- Official promotional poster
- 武俠梁祝
- Directed by: Jingle Ma
- Written by: Chan Po-chun; Jingle Ma; Ng Ka-keung; Yeung Sin-ling; Wong Nga-man;
- Based on: The Butterfly Lovers
- Produced by: Catherine Hun
- Starring: Wu Chun; Charlene Choi; Hu Ge;
- Cinematography: Chan Chi-ying; Jingle Ma; Chan Kwok-hung;
- Edited by: Kwong Chi-leung
- Music by: Chiu Tsang-hei; Ronald Fu;
- Distributed by: Mei Ah Entertainment
- Release date: 9 October 2008;
- Running time: 102 minutes
- Country: Hong Kong
- Language: Cantonese
- Box office: US$5,461,411

= The Butterfly Lovers (2008 film) =

2008 Hong Kong film by Jingle Ma

The Butterfly Lovers, also known as The Assassin's Blade or Jiandie, is a 2008 Hong Kong wuxia film directed by Jingle Ma, starring Wu Chun, Charlene Choi, and Hu Ge. The film is based on the Chinese legend of the Butterfly Lovers, but in a wuxia setting.

== Synopsis ==
Zhu Yanzhi disguises herself as a man to join the Carefree Clan and learn martial arts to protect her family. During this time, she meets Liang Zhongshan, a senior member of the clan, and starts a romance with him even though initially he does not realise she is a woman.

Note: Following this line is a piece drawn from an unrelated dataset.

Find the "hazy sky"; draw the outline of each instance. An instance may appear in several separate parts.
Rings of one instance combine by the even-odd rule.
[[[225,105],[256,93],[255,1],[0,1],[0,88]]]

When Zhu returns home, she learns that her family have arranged for her to marry Ma Cheng'en, her childhood friend. After she refuses, Ma threatens to kill Liang and Zhu's parents unless she marries him. Zhu reluctantly agrees and lies to Liang that she no longer loves him, causing a heartbroken Liang to leave.

During her wedding, Zhu takes a special herb to fake her death, much to the horror of Ma and everyone present. When Liang learns that Zhu is "dead", he shows up at her funeral, wanting to take her body to bury in Butterfly Valley. Ma refuses to allow Liang to leave with Zhu's body, so the two men duel.

Liang wins the duel against Ma, but ends up being mortally wounded. Before succumbing to his injuries, he digs a grave in Butterfly Valley for her and dies while lying next to her. Zhu, who is still alive, regains consciousness and sees that Liang is dead, so she also gives in to death. When the lovers are finally buried together, a pair of butterflies on Liang's sword flutter and fly away together.